In a decentralized workplace, organizations allow certain activities to operate independently, away from central control, sometimes in separate locations. One example is a large organization that breaks up its operations into smaller separate business units, focused on specific markets or products. Organizations also set up independent design or research teams to improve levels of innovation. The aim is to re-create the flexibility, entrepreneurial motivation and close working relationships of a small business inside a large organization.
In centralized organizations, decision making is hierarchical and can be rigid. A decentralized organization allows its separate units to make their own decisions. A smaller decision-making group can make decisions faster and that can lead to improvements in project lead times. The Harvard Business School website describes a hybrid solution where decentralized units are able to make decisions, provided they comply with an overall corporate strategy set by a central decision-making team.
Smaller decentralized units responsible for specific markets or products are able to respond quickly to changing marketplace requirements. In that sense, they acquire the same level of agility as an organization's smaller competitors. As an example, a centralized organization is likely to have manufacturing facilities designed for volume production. Changing the production line could prove a slow, expensive process. A smaller manufacturing unit would be able to respond to change more easily.
In some situations, integration and economies of scale may be important considerations in the decision to decentralize. During the 1990s, IBM took the decision not to decentralize on the basis that offering customers integrated solutions was essential to their marketing strategy. Organizations that want to decentralize for other reasons can maintain central core services such as information technology or manufacturing so that they benefit from both scale and flexibility.
The close working relationships in a small decentralized unit can be important, particularly in activities such as new product development. Small groups working face-to-face can achieve higher levels of creativity and innovation, as organizations like Google have proved. The CIO Insight website cautions that too much decentralization can be counterproductive. Teamwork and creativity depend to an extent on accidental encounters and being part of a community.
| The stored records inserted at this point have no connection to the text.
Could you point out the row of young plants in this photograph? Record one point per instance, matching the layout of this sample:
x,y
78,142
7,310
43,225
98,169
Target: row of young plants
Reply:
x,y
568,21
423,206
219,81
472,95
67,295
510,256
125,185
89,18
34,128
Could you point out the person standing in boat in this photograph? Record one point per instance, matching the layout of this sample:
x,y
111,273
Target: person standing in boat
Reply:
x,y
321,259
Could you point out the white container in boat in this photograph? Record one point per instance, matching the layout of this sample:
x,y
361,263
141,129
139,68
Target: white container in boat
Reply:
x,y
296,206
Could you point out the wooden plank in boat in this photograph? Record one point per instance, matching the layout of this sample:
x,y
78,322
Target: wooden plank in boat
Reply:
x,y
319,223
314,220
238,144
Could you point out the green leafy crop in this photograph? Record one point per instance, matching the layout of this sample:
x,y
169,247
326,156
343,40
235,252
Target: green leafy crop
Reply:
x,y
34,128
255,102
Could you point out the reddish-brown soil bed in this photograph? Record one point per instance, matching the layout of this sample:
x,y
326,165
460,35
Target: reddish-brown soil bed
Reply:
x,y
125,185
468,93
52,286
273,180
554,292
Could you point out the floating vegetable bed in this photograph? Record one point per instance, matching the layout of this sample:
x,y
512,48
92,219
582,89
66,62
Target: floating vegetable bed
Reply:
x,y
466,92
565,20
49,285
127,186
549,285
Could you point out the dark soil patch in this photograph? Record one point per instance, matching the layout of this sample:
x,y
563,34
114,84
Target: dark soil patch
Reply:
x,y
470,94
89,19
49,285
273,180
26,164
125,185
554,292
One of the challenges in decentralization is how to share the types of knowledge that can be valuable throughout the organization. Communication and collaboration tools make it easy to create and share knowledge and other project resources between different groups in an organization. All members benefit from access to shared knowledge and best practices, allowing informal groups to form and disband quickly to meet project needs. The process called Project Portfolio Management simplifies the way projects are defined, approved and delivered, enabling different levels of decentralization.